ONTARIO — Fingers are crossed about a “soft landing” for the economy as the Bank of Canada attempts to tame inflation with recent interest rate hikes. “But as the brakes start to screech” on the economy, the Conference Board of Canada says “Canadians are bracing for impact.”
In its July 20 “quick take” on the economy, the conference board suggested inflation has not yet peaked after 15 months of underestimations by the Bank of Canada.
The Consumer Price Index (CPI), a measurement of consumer goods, rose by 8.1 per cent in June, on a year-over-year basis.
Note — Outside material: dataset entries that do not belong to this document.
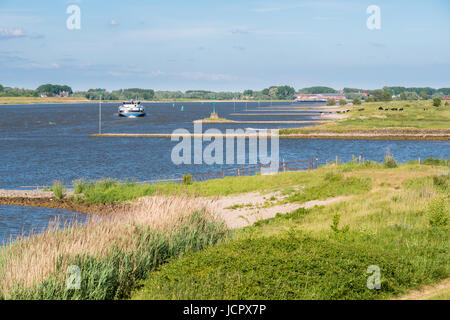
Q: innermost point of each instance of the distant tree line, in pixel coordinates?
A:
(274, 93)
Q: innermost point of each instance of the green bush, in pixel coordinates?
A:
(331, 102)
(79, 186)
(335, 225)
(436, 102)
(389, 161)
(58, 189)
(356, 101)
(187, 179)
(438, 212)
(436, 162)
Food prices were up 9.4 per cent in stores and 7.1 per cent in restaurants, compared to June 2021. However, the biggest price spike was felt at the gas pump. Gas prices have jumped 54.6 per cent in one year.
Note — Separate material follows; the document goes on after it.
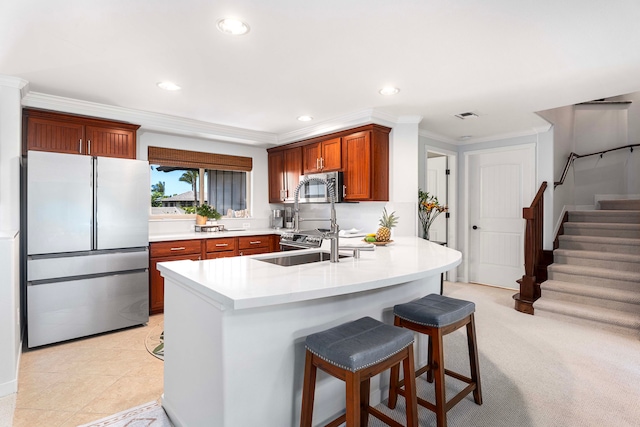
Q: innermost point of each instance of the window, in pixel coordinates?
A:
(182, 180)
“With price pressures still boiling over, we expect that year-over-year changes to the CPI will not start to fall until later this year,” the conference board predicts in a release acknowledging the Bank of Canada’s recent “shock” interest rate hike. The Bank boosted its benchmark overnight rate a full percentage point, to 2.5 per cent, on July 13, the highest increase since 1998.
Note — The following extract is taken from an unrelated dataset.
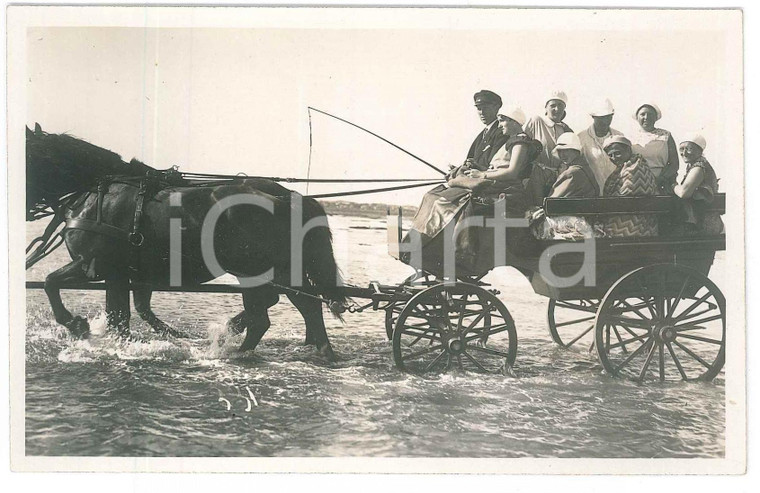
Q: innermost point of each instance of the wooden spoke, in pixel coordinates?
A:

Month-over-month, all items on the CPI continued to rise in June. On a seasonally adjusted monthly basis, the rise of the CPI did ease a bit. The index rose 0.6 per cent in June over May, a decline from the 1.1 per cent posted in May over April.
However, as they pay more at the checkout aisle and gas pump, the negative inflation picture continues to weigh on Canadians.
The conference board in June reported that consumer confidence had fallen to its lowest level in 18 months. That key measure fell even further in July.